Open LLM Leaderboard: Drop Deep Dive

Three new benchmarks have recently been added to the Open LLM leaderboards, Winogrande, GSM8K and Drop, using the original implementation reproduced in Eleutherai Harness. The rough appearance of the drop score revealed something strange is happening. We went on a deep dive to understand what was going on.

Initial observation

A drop (separate inference on a paragraph) is an evaluation in which the model must extract relevant information from an English text paragraph before performing a separate inference procedure (for example, sort or count items to reach the correct answer; see the table below for an example). The metric used is the custom F1 and the exact match score.

Examples of reasoning and paragraphs from the original article.

Three weeks ago, we added it to the open LLM leaderboard and observed that the F1 scores in the prerequisite models follow unexpected trends. When plotting drop scores against the original averages on the leaderboard (ARC, Hellaswag, Truthfulqa, MMLU). However, this was only true for a small number of models, with all other models having very low drop F1 scores below 10.

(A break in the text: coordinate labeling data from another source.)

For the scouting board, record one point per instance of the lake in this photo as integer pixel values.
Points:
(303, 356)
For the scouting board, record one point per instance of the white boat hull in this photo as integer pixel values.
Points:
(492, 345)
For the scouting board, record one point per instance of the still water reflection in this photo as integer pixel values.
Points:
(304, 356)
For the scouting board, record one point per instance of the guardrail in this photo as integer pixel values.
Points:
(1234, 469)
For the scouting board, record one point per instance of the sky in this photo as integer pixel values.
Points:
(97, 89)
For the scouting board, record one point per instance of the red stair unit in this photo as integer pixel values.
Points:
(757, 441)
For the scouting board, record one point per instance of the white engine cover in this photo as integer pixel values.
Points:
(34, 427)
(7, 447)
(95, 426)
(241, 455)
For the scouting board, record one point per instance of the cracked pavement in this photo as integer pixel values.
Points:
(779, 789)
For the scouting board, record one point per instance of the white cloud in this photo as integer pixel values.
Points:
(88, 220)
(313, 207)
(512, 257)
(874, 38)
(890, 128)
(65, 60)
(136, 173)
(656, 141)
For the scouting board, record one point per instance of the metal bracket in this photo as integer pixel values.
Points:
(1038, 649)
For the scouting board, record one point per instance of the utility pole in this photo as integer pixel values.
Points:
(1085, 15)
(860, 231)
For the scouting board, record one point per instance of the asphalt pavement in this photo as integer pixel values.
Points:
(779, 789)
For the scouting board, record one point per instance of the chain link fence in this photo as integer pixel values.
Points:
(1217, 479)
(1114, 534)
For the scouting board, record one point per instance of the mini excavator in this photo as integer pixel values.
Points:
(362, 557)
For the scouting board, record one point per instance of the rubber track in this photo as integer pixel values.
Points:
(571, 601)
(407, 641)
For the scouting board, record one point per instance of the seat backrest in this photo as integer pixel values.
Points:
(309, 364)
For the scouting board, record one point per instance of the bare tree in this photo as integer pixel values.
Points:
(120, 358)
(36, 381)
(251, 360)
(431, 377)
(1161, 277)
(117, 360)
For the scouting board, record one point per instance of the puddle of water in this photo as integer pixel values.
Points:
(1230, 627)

Two trends can be observed in the drop score. Some follow the mean (diagonal line), while others are stuck around five (vertical line on the right side of the graph).

Normalized Interrogation

During the first deep dive of these surprising behavior, it was observed that the normalization step was not functioning as intended. In some cases, this normalization ignored the correct numerical answer when non-spaced white characters were directly connected (e.g., line return). Let’s take an example. The generation is 10\n\npassage. The 2011 census recorded a population of 1,001,360, with Gold’s answer being 10.

Normalization occurs in several steps, both in the production and in the gold:

Split into separators |, – or generate 10\n\npassage first sequence: no such separator is included, and therefore considered a single entity after this step. The first token to remove punctuation will be 10\n\npassage(: will be deleted). Any string that can be cast to float is considered a number, and is cast to float and re-converted to strings. 10\n\npassage remains the same as it cannot be cast to float, but gold 10 is 10.0. Other steps Many other normalization steps occur (deleting articles, deleting other white people, etc.), and the original example will be 10 passing populations in 2011.0.

However, the overall score is not calculated in a string, but in a bag of words (bows) extracted here (“record”, “population”, “passage”, “census”, “2011.0”, “1001360.0”, “10”}. As you can see, even if the model predicts the correct output, they don’t intersect!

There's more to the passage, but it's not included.